So I sat on my knowledge of the lump for five months.
I filled my schedule with work and classes to avoid having to think about what the lump could be. In December of 2011, I had an unrelated surgery on my tailbone and a few days later, I started finding blood in my bra. Then, my skin felt hot and I noticed that the lump felt bigger. Oh no. Now, I’m going to have to call my doctor and admit the truth and growing evidence in my boob case.
Five months. It didn’t seem like a big deal.
In the end I couldn’t face telling my doctor’s office that I had avoided getting my lump checked out and now my boob was being weird, so I turned into a five year old and asked my mother to call. As she was describing my symptoms, it began to sink in how idiotic it was to think if I avoided something that it would go away. I call it the Ostrich Solution to life’s problems.

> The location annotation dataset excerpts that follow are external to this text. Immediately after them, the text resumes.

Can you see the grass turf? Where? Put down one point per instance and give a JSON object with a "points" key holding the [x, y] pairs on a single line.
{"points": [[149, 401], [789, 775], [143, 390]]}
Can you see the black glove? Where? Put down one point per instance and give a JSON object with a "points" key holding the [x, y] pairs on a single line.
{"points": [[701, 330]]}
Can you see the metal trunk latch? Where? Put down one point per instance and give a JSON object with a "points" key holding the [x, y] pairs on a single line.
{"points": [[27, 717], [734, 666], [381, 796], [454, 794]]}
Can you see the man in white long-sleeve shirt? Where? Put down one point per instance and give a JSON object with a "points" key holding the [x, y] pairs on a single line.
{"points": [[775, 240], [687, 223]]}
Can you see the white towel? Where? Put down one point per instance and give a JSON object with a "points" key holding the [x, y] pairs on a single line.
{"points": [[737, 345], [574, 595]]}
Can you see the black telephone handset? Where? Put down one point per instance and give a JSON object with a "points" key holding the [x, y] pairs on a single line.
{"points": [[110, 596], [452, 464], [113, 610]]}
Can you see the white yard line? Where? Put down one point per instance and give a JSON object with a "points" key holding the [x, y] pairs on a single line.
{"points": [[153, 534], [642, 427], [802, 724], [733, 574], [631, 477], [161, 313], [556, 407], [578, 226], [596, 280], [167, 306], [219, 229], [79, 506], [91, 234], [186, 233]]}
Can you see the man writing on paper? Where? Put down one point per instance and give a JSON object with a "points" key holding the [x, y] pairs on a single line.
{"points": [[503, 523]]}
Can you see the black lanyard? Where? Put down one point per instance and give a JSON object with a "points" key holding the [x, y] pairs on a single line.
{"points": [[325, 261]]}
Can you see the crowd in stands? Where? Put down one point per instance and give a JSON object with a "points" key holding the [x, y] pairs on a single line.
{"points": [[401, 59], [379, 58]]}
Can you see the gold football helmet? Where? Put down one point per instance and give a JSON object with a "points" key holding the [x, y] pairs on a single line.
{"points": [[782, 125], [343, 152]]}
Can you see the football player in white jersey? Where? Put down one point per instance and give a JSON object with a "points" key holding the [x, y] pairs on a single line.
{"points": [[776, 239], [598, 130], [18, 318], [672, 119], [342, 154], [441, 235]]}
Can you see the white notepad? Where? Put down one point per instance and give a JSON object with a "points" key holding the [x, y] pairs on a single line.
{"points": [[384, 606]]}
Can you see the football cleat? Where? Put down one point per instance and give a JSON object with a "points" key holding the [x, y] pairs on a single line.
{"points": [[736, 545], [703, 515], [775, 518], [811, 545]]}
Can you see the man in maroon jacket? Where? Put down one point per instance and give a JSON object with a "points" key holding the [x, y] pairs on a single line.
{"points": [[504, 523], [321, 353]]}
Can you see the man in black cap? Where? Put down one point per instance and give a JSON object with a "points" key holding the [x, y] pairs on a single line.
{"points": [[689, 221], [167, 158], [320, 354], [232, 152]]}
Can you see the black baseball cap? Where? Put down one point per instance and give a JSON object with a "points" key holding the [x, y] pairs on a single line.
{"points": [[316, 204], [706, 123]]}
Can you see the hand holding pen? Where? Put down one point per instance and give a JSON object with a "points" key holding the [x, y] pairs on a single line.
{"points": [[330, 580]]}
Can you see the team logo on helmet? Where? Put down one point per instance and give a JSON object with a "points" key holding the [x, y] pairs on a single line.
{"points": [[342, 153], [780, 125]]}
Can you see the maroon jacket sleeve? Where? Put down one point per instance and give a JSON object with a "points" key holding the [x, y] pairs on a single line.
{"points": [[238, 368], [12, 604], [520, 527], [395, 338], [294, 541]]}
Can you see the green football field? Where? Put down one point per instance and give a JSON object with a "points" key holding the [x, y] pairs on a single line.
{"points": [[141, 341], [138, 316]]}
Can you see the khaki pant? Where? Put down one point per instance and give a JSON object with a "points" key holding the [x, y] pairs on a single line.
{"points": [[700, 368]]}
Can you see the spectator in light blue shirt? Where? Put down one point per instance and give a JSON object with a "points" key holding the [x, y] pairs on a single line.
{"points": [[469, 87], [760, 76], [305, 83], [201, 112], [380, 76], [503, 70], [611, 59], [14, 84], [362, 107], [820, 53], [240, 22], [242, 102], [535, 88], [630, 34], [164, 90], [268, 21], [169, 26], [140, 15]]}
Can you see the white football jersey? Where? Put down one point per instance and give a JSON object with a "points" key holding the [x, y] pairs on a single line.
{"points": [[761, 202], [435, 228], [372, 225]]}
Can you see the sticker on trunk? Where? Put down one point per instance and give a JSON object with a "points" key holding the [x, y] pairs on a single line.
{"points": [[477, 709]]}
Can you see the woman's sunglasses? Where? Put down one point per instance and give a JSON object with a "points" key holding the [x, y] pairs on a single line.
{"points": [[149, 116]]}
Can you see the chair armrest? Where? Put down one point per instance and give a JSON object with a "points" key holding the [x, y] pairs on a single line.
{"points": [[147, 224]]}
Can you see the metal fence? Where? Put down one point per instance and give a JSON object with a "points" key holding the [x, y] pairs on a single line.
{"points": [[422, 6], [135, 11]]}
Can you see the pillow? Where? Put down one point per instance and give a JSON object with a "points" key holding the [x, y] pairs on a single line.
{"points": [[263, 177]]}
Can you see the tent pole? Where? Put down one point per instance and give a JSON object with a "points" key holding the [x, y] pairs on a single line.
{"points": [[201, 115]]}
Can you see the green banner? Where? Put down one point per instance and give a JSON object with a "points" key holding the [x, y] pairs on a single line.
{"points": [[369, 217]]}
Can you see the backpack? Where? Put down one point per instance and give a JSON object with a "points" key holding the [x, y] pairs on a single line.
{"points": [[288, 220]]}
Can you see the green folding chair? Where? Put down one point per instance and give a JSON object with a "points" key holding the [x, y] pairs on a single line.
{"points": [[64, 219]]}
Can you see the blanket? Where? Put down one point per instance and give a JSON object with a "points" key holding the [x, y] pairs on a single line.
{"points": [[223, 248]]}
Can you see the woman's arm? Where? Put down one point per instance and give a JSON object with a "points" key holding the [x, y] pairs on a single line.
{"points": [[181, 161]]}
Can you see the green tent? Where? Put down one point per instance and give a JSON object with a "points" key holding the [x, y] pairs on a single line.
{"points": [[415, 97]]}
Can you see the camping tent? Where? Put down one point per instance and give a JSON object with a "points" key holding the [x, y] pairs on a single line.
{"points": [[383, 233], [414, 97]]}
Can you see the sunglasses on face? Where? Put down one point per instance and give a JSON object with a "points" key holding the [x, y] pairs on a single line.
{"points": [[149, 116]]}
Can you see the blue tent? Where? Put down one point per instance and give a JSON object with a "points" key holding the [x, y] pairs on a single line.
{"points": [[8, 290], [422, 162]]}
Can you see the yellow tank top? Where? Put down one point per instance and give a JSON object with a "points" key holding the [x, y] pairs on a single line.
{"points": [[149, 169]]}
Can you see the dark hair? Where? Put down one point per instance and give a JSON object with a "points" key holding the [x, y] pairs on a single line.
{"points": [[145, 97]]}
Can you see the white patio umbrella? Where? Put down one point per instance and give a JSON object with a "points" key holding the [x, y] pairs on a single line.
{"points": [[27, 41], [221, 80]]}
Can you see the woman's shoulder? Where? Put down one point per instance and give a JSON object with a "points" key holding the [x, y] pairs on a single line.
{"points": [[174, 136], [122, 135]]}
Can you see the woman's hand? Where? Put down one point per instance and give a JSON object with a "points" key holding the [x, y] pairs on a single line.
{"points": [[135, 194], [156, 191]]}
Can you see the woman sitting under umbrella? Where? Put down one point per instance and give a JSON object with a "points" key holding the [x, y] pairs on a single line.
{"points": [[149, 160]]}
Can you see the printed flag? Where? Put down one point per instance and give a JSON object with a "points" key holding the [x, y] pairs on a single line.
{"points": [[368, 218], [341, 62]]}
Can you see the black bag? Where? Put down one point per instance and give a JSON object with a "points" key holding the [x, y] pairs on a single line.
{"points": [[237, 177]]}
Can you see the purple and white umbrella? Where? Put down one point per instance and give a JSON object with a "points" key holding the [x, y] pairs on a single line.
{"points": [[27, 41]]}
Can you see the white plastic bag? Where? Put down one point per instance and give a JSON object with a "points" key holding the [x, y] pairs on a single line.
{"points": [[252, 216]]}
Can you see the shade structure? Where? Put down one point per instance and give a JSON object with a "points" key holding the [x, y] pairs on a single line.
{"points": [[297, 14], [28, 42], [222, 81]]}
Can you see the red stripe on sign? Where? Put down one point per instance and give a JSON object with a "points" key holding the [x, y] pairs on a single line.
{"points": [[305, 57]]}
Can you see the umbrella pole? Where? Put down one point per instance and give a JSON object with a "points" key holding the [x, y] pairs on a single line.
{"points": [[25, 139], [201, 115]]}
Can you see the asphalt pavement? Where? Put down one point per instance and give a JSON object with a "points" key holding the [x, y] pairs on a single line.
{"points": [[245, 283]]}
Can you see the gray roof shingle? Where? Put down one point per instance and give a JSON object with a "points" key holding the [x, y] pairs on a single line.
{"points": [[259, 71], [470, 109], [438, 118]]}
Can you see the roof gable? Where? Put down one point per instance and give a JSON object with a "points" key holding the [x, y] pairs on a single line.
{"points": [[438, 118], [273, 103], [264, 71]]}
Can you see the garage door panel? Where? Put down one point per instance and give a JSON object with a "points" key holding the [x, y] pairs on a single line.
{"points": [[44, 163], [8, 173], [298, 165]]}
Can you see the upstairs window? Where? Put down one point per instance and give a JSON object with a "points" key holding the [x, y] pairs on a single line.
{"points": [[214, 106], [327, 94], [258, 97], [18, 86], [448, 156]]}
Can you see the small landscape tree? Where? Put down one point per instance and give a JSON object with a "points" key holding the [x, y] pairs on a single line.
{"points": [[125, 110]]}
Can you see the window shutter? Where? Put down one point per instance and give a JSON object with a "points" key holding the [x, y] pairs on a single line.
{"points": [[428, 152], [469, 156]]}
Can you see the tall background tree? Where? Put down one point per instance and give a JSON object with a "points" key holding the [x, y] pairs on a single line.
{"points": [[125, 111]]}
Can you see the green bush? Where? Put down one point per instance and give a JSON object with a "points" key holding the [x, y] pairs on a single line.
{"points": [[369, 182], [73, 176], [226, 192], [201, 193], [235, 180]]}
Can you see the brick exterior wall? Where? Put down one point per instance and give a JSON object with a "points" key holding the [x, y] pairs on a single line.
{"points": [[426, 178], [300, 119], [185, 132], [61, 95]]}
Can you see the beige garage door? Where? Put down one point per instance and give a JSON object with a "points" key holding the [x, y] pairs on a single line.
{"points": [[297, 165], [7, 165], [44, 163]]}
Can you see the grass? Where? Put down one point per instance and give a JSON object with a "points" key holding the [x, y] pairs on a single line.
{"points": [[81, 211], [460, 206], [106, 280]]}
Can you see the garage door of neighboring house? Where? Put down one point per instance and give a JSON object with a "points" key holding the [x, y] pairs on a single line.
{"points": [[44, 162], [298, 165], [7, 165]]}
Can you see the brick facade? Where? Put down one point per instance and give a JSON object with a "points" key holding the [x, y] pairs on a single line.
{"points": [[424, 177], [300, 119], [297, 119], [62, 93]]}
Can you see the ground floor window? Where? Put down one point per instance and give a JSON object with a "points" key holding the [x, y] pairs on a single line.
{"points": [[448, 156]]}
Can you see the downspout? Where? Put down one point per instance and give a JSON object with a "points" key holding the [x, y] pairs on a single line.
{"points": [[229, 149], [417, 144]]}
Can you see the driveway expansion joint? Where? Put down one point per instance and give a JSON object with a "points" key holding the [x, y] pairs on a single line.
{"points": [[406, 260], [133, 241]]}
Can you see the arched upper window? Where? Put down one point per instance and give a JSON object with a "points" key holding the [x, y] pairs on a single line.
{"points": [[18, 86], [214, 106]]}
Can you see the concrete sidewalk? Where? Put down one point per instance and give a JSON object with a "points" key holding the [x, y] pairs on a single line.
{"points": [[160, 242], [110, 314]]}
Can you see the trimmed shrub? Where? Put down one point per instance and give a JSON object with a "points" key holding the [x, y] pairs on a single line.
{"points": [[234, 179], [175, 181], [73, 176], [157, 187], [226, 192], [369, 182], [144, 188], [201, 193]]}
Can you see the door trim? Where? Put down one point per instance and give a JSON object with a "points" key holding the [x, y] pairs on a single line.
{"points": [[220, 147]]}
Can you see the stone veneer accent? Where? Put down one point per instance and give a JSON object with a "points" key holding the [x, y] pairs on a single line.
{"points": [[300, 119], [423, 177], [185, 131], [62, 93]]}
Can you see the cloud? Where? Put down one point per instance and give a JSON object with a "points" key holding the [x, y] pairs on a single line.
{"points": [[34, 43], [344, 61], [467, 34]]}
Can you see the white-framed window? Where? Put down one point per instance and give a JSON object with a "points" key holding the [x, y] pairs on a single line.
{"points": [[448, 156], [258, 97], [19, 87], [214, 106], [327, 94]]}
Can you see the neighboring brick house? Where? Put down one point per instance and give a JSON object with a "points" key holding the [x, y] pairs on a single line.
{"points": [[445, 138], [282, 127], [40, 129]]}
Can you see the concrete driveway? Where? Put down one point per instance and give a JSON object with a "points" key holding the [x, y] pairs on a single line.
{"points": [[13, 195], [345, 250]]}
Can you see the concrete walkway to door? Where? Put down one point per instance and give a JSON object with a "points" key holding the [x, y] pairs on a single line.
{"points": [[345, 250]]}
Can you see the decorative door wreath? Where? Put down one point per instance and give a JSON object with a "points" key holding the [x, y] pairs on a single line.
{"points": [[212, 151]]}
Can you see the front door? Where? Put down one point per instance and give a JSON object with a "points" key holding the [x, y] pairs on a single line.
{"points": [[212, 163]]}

Five months. Is. A big. Deal.
The urgency in planning an ultrasound and then an ultrasound guided biopsy on the same day told a story that sent chills up my spine. When the technician slid her magic wand over my right breast, I thought someone had dropped a river pebble in my screen. There was a big black blob smack dab in the middle of my screen and I knew then that it was cancer. It had to be because nothing else can look as sinister. A week later, we got the official news. At 22 years old with classes to pass and weddings to plan, I had breast cancer. It was triple positive, meaning that it loved estrogen and progesterone and for dessert, it was partial to HER 2.
A week after my diagnosis, I had a bilateral mastectomy. I was my breast surgeon’s youngest patient. The night before my surgery, I wanted to see mastectomy scars. If I was going to have to wear the scars for the rest of my life, I wanted to know what I would see in the mirror. What I found was The SCAR Project. With each picture, I found stoic, resolved women who dared me to think them weak or pitiful because of their scars. These women were above their diagnosis and I took heart seeing their strength, even as my soul cried for all the beauty affected by breast cancer. It helped me through the night, the surgery, and the breast surgeon’s finding: because of lymph node involvement, I was upgraded to Stage 2B.
A few months later, I fell into a deep recess of my former life and couldn’t bear looking at myself without the mirror being entirely fogged up. I emailed David Jay, never daring to hope that he would respond back. I had just gotten involved with the movement to bring the SCAR Project to DC and felt that my contribution would be in the background. I was satisfied knowing that I would help in this way. But David did email me back and the world opened to me again. He asked if I wanted to be photographed. I cried when I thought that anyone would want to take a picture of my scars that I despised even if they meant I was surviving. Here, my poor body was doing all it could to surmount the effects of chemotherapy and I could only see them for what wasn’t there.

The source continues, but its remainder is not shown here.